撃破出来ればそれで良し。仮に回避されるなりしても、樹林を一掃し見晴らしを良く出来る。こちらの力を十全に発揮できるフィールドを一手で整えられる上手い手です、シロウ。
オルタの小声の賛辞を、端的に切って捨てた。
「おべっかを言っても断食は取り止めないからな」
「……チッ」
「オルタ? 貴女、今私を出し抜こうとしませんでした?」
アルトリアの問いかけにオルタは答えず。ロマニのカウントダウンが始まった。
『目標、五時の方角、五百メートル前方。速度から逆算するに聖剣の間合いに入るまで後五秒、四秒』
宝具解放。セイバーのサーヴァント、アルトリア・オルタを指定。
『三秒』
オルタ。聖剣を解放し、
『二秒』
聖剣の間合いにあるモノ全てを、
『一秒』
薙ぎ払え。
「――約束された勝利の剣!!」
黒い極光、暴竜の息吹が解き放たれる。
地獄の淵より鎌首をもたげる竜の首、鬱蒼と生い茂る木々を塵芥とする死の吐息。星の光を束ねた究極の斬撃は、確実に一帯を更地と化させた。
「……おい」
俺は、それを見て、目を細める。
「……エクスカリバーは聖剣のカテゴリーの頂点に位置する最強の対城宝具だったはずだな?」
返るのは、不快げに姿勢を戻した黒い騎士王の答え。
如何にもその通りである、と。特にオルタの攻撃力は、通常の騎士王よりも上回る規模のそれ。

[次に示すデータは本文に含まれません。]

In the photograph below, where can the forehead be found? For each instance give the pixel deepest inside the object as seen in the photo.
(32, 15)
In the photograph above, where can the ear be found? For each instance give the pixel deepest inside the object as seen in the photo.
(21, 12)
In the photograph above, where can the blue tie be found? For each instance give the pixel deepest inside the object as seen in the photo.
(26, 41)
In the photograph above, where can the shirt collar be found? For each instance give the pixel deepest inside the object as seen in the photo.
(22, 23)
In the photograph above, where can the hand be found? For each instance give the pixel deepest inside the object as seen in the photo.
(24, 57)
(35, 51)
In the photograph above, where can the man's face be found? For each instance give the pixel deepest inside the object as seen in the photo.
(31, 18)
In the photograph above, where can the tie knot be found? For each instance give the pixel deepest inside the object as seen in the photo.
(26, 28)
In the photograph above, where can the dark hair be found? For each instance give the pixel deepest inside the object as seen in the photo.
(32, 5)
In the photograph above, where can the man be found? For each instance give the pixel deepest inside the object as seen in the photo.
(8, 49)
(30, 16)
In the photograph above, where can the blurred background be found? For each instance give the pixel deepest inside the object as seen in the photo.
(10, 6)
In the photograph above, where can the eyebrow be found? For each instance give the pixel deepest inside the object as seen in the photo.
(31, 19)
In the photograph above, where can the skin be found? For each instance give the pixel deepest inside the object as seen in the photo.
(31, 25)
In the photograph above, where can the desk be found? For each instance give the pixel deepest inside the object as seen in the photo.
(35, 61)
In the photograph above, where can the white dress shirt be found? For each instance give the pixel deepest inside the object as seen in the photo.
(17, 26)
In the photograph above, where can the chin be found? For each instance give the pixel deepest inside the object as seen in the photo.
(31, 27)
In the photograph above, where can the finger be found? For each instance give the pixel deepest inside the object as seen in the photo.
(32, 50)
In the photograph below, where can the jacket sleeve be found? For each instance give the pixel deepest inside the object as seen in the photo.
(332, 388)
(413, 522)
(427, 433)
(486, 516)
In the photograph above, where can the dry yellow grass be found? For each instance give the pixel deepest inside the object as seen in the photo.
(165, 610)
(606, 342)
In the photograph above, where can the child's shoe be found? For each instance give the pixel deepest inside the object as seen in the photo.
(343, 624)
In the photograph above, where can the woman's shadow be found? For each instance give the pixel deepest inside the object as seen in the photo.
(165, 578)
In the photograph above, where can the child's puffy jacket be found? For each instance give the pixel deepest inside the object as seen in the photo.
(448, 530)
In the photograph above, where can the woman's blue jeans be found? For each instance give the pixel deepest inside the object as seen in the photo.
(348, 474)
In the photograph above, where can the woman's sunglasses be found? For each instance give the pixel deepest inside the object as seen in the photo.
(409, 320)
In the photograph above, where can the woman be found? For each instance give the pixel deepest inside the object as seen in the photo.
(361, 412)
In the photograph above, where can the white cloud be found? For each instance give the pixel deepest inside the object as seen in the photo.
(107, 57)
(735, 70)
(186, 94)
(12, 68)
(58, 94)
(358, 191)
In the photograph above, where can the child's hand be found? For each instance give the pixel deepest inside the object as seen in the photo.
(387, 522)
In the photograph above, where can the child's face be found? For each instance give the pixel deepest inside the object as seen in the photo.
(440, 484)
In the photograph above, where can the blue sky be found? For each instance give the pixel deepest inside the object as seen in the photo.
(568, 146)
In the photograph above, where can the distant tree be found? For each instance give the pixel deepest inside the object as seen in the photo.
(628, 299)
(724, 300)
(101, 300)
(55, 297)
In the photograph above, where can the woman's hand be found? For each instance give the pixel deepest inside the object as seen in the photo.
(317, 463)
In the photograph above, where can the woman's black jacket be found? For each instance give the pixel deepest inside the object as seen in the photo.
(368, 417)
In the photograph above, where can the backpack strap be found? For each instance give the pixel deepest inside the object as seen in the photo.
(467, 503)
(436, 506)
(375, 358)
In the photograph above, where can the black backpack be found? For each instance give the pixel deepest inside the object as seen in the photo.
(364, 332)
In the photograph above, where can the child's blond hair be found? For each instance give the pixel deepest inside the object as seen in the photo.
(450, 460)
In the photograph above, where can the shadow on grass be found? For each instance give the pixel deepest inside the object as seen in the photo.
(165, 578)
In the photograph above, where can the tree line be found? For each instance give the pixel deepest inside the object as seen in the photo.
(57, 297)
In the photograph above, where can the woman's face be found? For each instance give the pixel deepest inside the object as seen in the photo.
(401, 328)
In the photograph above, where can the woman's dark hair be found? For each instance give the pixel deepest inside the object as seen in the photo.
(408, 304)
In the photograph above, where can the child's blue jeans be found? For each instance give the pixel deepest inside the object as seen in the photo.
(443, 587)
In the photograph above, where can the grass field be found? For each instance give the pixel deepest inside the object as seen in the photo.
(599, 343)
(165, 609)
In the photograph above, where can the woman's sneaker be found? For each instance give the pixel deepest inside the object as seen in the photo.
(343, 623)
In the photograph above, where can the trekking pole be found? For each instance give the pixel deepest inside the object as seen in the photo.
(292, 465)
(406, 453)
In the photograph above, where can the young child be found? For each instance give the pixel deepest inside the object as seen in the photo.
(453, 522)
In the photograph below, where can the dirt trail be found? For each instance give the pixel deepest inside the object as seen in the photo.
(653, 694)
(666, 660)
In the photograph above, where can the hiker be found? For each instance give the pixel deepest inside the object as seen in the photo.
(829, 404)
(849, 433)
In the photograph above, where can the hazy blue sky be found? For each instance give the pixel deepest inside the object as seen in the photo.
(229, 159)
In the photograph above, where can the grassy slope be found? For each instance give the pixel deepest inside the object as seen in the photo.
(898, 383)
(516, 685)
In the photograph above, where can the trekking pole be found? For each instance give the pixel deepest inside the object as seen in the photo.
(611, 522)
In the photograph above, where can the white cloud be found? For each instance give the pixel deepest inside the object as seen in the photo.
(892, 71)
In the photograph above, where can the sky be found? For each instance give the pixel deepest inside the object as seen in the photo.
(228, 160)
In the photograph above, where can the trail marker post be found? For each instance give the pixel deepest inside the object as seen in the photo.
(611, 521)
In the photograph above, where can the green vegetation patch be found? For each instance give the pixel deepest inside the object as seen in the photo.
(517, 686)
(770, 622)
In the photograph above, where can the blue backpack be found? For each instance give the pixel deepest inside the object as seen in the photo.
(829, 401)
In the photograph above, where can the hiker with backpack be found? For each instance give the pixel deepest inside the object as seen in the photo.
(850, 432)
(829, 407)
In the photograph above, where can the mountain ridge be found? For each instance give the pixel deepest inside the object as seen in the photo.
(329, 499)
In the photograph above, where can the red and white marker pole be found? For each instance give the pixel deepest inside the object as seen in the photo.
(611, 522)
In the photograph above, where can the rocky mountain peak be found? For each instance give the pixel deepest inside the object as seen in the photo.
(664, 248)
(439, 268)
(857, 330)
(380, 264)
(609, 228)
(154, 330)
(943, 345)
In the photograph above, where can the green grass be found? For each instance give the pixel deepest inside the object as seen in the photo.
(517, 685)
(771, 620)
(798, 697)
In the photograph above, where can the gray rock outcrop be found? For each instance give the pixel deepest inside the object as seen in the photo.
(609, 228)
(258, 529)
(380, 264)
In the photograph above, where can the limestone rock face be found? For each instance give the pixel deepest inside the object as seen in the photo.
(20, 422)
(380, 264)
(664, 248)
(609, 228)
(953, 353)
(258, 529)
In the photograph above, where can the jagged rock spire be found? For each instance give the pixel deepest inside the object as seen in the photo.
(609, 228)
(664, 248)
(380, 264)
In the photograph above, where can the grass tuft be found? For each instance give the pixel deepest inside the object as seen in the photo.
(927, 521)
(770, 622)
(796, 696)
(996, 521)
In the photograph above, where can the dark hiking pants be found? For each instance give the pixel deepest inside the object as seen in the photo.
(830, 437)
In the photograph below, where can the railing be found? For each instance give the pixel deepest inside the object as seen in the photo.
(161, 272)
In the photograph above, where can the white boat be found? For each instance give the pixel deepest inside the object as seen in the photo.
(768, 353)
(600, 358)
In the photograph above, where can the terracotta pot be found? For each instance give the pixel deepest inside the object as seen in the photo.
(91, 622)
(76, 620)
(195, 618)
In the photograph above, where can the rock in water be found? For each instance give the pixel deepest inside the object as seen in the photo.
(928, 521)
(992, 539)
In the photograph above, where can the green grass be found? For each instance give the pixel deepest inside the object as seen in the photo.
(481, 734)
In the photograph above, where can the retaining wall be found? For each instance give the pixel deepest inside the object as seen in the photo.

「ならそれを相殺したあれはなんだ? 英雄王の乖離剣なのか?」
星の聖剣を上回るのは、原初の王が持つ乖離剣のみ。星造りの権能を宿す絶対の一だけのはずだった。
ならば。
拓けた地形、照り輝く日輪を背に。
真紅の原色の剣、しなる鞭の如き斬撃――空間切断に近しいそれを為したのは何者なのか。
オルタは断言した。
「私が万全ならば、あの忌々しい金色の王以外に、聖剣を相殺されるような無様は晒しません」
「……」
そこで、はたと俺は思い至った。
今のオルタ――いやアルトリアもだが、マシュも、アタランテも、そしてクー・フーリンまでもがカルデアの召喚システムの都合上、霊基を縮小された状態であった。
ロマニが言いにくそうに口を挟んでくる。